I'm reading a stream from Kafka, and I convert the value from Kafka ( which is JSON ) in to Structure.
from_json
has a variant that takes a schema of type String
, but I could not find a sample. Please advise what is wrong in the below code.
Error
Exception in thread "main" org.apache.spark.sql.catalyst.parser.ParseException:
extraneous input '(' expecting {'SELECT', 'FROM', 'ADD', 'AS', 'ALL', 'DISTINCT',
== SQL ==
STRUCT ( `firstName`: STRING, `lastName`: STRING, `email`: STRING, `addresses`: ARRAY ( STRUCT ( `city`: STRING, `state`: STRING, `zip`: STRING ) ) )
-------^^^
at org.apache.spark.sql.catalyst.parser.ParseException.withCommand(ParseDriver.scala:217)
Program
public static void main(String[] args) throws AnalysisException {
String master = "local[*]";
String brokers = "quickstart:9092";
String topics = "simple_topic_6";
SparkSession sparkSession = SparkSession
.builder().appName(EmployeeSchemaLoader.class.getName())

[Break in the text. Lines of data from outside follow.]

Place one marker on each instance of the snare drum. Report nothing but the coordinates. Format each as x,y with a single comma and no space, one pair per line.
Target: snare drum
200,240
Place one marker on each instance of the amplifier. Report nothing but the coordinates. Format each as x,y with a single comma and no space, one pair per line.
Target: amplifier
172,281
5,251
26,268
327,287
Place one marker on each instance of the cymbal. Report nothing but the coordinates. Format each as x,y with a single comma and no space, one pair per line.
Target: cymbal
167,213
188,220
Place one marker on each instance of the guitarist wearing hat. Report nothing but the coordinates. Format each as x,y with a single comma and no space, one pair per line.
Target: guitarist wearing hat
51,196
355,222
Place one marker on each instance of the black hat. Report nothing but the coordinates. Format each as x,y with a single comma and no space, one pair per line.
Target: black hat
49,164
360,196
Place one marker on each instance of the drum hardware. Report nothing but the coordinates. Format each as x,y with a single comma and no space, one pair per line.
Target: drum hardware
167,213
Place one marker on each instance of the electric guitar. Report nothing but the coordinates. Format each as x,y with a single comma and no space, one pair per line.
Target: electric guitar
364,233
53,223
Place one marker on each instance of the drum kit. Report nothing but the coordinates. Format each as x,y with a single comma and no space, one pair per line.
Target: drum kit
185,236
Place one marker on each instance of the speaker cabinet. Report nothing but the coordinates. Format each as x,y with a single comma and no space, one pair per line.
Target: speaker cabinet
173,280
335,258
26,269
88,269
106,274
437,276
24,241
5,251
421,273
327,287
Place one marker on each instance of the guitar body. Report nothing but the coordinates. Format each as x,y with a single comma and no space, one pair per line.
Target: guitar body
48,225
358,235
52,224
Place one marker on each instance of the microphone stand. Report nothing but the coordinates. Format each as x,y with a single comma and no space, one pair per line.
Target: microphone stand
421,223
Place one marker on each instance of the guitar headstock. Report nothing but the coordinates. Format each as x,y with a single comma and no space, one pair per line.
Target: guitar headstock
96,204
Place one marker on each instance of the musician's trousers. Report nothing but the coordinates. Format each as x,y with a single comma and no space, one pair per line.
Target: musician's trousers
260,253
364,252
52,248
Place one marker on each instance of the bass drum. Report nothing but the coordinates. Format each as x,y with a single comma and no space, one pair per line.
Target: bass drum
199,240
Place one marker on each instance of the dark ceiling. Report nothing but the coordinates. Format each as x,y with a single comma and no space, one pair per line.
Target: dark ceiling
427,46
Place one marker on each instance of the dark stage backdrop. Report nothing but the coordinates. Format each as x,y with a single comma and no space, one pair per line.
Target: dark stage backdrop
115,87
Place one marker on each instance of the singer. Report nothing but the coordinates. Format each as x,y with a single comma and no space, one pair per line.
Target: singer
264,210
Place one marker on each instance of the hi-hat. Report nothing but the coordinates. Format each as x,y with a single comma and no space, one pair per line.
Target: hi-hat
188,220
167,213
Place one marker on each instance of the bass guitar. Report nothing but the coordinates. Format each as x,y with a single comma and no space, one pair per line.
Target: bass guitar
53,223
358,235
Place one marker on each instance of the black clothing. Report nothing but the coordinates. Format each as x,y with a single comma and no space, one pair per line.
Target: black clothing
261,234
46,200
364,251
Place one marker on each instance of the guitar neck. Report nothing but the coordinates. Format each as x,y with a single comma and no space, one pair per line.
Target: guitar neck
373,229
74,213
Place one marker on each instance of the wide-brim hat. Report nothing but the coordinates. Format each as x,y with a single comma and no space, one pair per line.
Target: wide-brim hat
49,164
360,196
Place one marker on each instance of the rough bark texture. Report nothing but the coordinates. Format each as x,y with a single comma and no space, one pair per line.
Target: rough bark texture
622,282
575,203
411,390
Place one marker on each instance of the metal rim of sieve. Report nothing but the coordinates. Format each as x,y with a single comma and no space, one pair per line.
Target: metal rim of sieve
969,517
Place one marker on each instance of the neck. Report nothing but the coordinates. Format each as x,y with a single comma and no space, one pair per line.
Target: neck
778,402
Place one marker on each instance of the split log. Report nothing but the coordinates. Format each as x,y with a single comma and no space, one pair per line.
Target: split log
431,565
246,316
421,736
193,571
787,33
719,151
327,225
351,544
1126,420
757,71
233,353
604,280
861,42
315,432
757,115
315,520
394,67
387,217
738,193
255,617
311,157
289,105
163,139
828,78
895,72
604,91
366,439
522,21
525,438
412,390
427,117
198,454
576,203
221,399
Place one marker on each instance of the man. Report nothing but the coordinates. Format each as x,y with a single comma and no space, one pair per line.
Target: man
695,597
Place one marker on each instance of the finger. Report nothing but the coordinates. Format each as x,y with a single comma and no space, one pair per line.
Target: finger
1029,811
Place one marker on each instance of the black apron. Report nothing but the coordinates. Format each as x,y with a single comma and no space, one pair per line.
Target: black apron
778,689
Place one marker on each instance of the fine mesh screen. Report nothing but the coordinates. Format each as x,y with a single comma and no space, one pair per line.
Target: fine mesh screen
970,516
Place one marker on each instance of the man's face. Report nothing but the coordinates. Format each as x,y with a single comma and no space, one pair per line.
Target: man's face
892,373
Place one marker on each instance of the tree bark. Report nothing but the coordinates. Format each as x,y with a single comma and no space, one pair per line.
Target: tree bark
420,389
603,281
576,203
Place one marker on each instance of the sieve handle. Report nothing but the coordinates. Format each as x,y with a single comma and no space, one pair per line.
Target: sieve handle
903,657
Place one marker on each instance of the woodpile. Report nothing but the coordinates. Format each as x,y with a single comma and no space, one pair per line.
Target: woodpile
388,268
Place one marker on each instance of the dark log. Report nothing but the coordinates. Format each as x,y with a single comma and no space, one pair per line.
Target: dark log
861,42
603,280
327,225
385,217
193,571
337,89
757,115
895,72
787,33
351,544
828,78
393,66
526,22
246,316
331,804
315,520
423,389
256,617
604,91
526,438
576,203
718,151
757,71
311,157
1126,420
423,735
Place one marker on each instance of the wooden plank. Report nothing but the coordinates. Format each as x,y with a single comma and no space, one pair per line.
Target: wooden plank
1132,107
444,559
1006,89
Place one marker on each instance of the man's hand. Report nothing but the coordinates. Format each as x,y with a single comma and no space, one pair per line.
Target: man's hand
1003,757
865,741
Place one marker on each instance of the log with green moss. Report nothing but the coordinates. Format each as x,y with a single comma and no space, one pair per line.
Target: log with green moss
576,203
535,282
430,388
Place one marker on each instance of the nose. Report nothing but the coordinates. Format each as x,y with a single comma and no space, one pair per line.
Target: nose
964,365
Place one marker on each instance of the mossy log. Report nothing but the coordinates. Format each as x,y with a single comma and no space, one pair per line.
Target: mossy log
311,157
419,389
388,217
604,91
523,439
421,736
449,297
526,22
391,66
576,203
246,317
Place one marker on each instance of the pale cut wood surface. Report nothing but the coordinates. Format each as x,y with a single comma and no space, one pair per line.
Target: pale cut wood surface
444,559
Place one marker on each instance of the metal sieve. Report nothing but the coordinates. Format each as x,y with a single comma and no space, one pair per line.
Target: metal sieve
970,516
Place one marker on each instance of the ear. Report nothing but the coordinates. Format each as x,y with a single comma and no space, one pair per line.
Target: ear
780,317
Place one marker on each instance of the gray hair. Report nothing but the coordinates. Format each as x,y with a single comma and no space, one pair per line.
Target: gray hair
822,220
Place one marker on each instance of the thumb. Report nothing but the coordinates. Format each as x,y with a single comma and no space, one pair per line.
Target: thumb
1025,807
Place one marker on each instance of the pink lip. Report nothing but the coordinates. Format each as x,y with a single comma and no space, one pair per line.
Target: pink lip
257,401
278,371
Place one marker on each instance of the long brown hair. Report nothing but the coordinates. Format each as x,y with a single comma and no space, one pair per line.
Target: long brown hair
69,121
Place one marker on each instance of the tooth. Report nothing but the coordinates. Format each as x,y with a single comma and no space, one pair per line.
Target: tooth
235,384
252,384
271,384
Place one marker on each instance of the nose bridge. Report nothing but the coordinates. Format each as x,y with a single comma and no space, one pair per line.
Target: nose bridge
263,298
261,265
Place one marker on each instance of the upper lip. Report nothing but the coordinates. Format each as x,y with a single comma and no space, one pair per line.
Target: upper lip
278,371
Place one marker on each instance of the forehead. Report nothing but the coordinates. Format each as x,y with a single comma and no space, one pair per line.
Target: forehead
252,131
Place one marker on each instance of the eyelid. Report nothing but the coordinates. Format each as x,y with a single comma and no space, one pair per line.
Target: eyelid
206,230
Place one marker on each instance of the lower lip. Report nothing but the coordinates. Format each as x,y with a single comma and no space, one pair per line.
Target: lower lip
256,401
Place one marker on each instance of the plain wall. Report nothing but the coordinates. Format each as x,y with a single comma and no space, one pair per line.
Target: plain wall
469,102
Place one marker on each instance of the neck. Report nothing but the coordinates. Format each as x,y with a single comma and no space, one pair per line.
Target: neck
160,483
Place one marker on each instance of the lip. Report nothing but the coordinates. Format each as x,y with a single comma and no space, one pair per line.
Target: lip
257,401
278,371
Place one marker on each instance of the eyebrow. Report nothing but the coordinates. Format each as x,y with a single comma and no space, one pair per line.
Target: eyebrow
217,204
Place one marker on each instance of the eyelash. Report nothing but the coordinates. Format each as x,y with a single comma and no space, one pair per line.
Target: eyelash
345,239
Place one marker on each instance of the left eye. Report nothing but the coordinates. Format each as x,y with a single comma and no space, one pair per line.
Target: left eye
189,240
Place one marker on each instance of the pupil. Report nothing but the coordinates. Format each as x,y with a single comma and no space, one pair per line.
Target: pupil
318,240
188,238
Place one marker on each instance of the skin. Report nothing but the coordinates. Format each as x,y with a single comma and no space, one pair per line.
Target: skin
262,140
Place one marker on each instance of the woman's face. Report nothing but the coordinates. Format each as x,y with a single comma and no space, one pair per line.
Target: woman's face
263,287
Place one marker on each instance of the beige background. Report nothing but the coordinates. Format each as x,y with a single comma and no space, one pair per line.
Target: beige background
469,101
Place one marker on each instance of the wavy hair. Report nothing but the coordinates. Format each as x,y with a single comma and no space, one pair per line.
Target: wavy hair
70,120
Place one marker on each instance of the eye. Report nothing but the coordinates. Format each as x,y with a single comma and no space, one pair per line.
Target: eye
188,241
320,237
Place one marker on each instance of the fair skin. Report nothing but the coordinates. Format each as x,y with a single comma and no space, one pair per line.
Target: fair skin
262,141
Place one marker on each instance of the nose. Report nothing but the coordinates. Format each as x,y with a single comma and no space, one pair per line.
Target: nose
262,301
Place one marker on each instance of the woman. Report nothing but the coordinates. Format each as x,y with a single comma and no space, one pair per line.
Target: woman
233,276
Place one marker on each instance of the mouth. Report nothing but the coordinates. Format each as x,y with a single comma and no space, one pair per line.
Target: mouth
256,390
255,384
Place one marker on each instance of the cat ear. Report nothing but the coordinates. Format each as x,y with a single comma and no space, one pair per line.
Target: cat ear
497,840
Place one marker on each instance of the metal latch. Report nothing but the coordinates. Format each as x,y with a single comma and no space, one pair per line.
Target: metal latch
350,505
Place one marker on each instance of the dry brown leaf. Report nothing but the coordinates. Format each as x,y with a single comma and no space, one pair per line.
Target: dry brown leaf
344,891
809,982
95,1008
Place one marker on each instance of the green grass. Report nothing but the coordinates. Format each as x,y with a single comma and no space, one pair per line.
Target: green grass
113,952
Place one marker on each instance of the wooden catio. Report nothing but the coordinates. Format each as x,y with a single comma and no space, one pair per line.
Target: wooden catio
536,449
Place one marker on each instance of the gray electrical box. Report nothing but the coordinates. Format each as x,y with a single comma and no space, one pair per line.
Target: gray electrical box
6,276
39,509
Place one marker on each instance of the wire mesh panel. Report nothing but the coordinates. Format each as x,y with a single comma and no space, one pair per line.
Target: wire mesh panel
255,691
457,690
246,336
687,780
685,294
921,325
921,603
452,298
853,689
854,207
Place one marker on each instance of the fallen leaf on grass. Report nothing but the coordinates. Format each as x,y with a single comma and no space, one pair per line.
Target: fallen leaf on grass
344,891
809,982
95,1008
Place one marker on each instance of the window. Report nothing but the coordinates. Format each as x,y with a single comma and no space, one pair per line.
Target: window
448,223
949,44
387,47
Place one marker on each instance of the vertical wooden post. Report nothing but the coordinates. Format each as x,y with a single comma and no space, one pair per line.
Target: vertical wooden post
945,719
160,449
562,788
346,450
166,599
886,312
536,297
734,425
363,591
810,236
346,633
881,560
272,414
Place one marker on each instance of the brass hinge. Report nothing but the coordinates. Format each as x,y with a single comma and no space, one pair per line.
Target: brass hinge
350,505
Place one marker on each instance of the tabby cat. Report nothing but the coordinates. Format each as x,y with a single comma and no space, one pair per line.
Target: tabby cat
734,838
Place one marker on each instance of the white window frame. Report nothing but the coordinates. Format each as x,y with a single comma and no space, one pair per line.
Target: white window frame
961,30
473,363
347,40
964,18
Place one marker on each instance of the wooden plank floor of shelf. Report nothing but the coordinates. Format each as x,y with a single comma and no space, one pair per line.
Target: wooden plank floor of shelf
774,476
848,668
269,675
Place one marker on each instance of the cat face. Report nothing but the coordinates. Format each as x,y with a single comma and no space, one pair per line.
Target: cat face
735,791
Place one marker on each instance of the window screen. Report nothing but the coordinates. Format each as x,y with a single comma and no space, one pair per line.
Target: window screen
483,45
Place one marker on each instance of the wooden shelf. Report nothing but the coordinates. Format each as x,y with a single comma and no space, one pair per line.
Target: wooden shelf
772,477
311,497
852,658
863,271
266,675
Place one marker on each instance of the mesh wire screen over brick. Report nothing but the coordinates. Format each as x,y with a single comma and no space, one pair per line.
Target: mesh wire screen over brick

.master(master).getOrCreate();
String employeeSchema = "STRUCT ( firstName: STRING, lastName: STRING, email: STRING, " +
"addresses: ARRAY ( STRUCT ( city: STRING, state: STRING, zip: STRING ) ) ) ";
SparkContext context = sparkSession.sparkContext();
context.setLogLevel("ERROR");
SQLContext sqlCtx = sparkSession.sqlContext();
Dataset<Row> employeeDataset = sparkSession.readStream().
format("kafka").
option("kafka.bootstrap.servers", brokers)
.option("subscribe", topics).load();
employeeDataset.printSchema();
employeeDataset = employeeDataset.withColumn("strValue", employeeDataset.col("value").cast("string"));
employeeDataset = employeeDataset.withColumn("employeeRecord",
functions.from_json(employeeDataset.col("strValue"),employeeSchema, new HashMap<>()));
employeeDataset.printSchema();
employeeDataset.createOrReplaceTempView("employeeView");
sparkSession.catalog().listTables().show();
sqlCtx.sql("select * from employeeView").show();
}